Emergent Behaviors in R1-Zero
During RL training, several behaviors emerge without explicit supervision: - Self-verification: The model re-checks its own intermediate steps - Reflection/backtracking: When the model detects an error, it revisits earlier reasoning ("Wait, that doesn't seem right...") - Adaptive compute: The model generates longer reasoning chains for harder problems, effectively performing test-time compute scaling - "Aha moment": A documented phase transition where the model's average response length suddenly increases as it discovers that longer reasoning leads to higher rewards
Results

Main Results (DeepSeek-R1 vs. frontier models)
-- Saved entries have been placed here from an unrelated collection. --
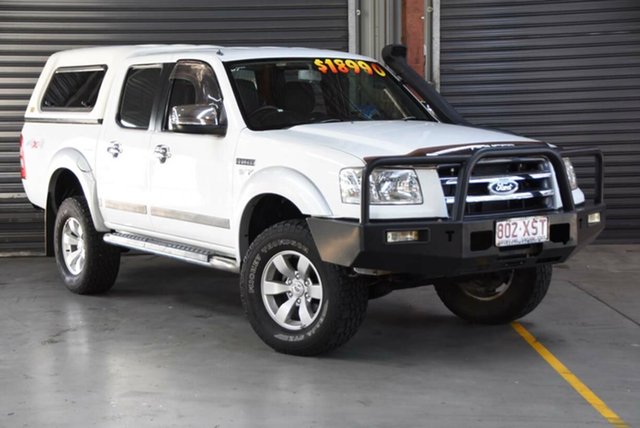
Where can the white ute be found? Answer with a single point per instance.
(324, 178)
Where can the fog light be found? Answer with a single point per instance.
(402, 236)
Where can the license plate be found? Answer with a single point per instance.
(522, 231)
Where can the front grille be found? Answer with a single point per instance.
(502, 185)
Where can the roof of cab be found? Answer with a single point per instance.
(114, 54)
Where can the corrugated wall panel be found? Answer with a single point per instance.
(564, 71)
(30, 31)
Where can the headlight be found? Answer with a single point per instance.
(571, 173)
(386, 186)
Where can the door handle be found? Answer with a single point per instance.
(162, 153)
(114, 149)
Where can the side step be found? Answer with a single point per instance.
(175, 250)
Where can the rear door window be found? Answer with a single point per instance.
(74, 88)
(141, 87)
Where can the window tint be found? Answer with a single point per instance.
(276, 94)
(74, 88)
(140, 88)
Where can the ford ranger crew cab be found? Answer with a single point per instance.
(323, 178)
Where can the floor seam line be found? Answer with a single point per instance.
(593, 296)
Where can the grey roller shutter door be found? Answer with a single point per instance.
(566, 72)
(30, 31)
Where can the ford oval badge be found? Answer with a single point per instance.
(503, 186)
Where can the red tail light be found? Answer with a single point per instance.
(23, 169)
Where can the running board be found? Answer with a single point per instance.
(175, 250)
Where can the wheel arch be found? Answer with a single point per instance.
(70, 174)
(273, 195)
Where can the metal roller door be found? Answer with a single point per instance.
(564, 71)
(30, 31)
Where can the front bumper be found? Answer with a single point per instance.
(461, 244)
(449, 248)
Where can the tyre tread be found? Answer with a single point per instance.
(352, 295)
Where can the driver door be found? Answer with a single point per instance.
(190, 175)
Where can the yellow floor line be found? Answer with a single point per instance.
(572, 379)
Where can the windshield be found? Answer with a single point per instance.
(277, 94)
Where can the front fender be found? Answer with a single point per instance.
(74, 161)
(288, 183)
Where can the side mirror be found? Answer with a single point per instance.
(198, 119)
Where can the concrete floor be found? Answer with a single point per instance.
(169, 346)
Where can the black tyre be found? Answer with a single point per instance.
(496, 298)
(296, 303)
(86, 263)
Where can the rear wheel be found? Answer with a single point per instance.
(295, 302)
(498, 297)
(86, 263)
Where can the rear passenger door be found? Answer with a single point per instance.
(123, 154)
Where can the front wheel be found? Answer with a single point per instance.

| Model | AIME 2024 (pass@1) | MATH-500 | MMLU | LiveCodeBench | Codeforces | GPQA Diamond |
|---|---|---|---|---|---|---|
| DeepSeek-R1 | 79.8% | 97.3% | 90.8% | 65.9% | 2029 Elo | 71.5% |
| OpenAI-o1-1217 | 79.2% | 96.4% | 91.8% | 63.4% | 2061 Elo | 75.7% |
| DeepSeek-R1-Zero | 77.9% | 95.9% | -- | -- | -- | -- |
| DeepSeek-V3 | 39.2% | 90.2% | 88.5% | -- | -- | 59.1% |
| Claude-3.5-Sonnet | 16.0% | 78.3% | 88.3% | -- | -- | 65.0% |
| GPT-4o | 9.3% | 74.6% | 87.2% | -- | -- | 53.6% |
Distillation Results
| Model | AIME 2024 | MATH-500 | LiveCodeBench | GPQA Diamond |
|---|---|---|---|---|
| DeepSeek-R1-Distill-Qwen-32B | 72.6% | 94.3% | 57.2% | 62.1% |
| DeepSeek-R1-Distill-Qwen-14B | 69.7% | 93.9% | 53.1% | 59.1% |
| DeepSeek-R1-Distill-Qwen-7B | 55.5% | 92.8% | 37.6% | 49.1% |
| DeepSeek-R1-Distill-Qwen-1.5B | 28.9% | 83.9% | 16.9% | 33.8% |
| QwQ-32B-Preview | 50.0% | 90.6% | 41.9% | 54.5% |
| GPT-4o-0513 | 9.3% | 74.6% | -- | 53.6% |
The distilled 14B model outperforms QwQ-32B-Preview across all benchmarks despite being less than half the size. The 1.5B distilled model surpasses GPT-4o on AIME and MATH.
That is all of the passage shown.